I have criticized Justin Trudeau’s policy proposals in the past, specifically for being light on economic policy and for his incoherence on environment issues. He’s trying, however, to make a believer out of me with an editorial on trade policy and Asia. While modest on specifics, Mr. Trudeau correctly identifies Canada’s foreign direct investment policies as a significant economic issue that the Conservatives have not addressed.
Of all the points in the editorial, Mr. Trudeau’s support of the CNOOC-Nexen deal is probably most surprising. Like many others, he sees the merger as providing a great deal of benefit to Canadians, with little downside risk. The Conservatives have not offered a coherent reason why blocking such a deal is in Canada’s interests, and I am delighted to see Mr. Trudeau call them on it.
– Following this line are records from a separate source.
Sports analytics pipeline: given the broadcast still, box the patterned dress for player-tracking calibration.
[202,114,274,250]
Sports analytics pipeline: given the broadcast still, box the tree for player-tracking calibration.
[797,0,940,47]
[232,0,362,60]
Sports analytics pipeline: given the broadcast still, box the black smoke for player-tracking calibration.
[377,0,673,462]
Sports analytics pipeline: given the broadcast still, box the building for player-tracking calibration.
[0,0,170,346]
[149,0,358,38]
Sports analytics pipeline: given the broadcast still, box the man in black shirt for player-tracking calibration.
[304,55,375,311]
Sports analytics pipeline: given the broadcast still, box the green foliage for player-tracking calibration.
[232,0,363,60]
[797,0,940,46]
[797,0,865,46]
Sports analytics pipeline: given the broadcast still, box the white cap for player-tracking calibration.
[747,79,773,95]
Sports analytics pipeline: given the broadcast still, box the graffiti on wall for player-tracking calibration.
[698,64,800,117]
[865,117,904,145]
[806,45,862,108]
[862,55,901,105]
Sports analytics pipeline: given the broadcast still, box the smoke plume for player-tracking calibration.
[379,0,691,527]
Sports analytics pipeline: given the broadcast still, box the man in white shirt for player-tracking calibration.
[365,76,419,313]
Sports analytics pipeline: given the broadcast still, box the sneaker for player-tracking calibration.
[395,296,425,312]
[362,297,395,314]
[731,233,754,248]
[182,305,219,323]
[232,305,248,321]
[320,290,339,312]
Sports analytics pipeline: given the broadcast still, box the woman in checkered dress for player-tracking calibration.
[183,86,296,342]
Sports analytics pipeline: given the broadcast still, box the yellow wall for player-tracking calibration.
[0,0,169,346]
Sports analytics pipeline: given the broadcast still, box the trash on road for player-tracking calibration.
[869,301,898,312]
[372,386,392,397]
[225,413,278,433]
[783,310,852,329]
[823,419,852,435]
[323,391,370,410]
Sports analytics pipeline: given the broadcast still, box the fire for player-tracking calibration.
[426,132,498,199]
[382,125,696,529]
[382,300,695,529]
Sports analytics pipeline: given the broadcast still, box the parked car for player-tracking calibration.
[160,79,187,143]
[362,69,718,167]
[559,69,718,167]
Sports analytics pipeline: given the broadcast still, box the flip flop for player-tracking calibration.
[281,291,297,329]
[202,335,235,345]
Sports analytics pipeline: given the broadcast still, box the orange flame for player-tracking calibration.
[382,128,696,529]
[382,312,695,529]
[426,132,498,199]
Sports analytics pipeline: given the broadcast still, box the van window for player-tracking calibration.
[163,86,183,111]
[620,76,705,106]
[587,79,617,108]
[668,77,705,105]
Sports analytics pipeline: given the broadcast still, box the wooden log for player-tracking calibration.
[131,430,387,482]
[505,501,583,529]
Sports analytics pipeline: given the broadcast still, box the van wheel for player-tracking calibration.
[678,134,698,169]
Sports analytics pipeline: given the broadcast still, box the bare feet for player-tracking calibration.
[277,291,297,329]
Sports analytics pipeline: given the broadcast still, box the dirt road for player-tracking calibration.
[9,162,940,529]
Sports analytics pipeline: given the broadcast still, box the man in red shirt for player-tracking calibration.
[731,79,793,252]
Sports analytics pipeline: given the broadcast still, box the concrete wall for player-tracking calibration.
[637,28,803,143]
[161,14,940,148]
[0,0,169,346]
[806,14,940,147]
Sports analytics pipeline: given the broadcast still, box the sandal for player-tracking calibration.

Mr. Trudeau goes on to add that “the big picture isn’t about CNOOC or Petronas, but the many opportunities like them that will follow in their footsteps.” The underlying issue is clearly the Investment Canada Act (ICA) and the “net benefit test”. Unfortunately, Mr. Trudeau has not said why the CNOOC-Nexen deal and others would pass under his system but fail under the current approach. Would he replace the ICA with a new law, or would he interpret the net benefit test differently than the Harper government? Such a distinction is important, as the net benefit test has problems beyond what Mr. Trudeau says is the current government’s “Keystone Kops approach”.
The most impressive part of Mr. Trudeau’s position is how he has successfully linked trade policy with his campaign’s focus on the middle class. In order to increase middle-class wages, Canadian productivity must increase. His statement that “[f]oreign investment raises productivity, and hence the living standards of Canadian families” may not be a great bumper sticker slogan, but it is a vital point.
There has been criticism that Mr. Trudeau cannot both support the CNOOC-Nexen deal and oppose the Northern Gateway pipeline. I disagree. There are alternative options to get the oil to market, some highly realistic (Keystone XL), others less so (a railway to Alaska). CNOOC’s position on Northern Gateway should be irrelevant since the company’s merger plans are not conditional on having the pipeline built.
I have previously graded Mr. Trudeau’s foreign investment policies as an A-. Given these further details, he has earned a full A, if not an A+.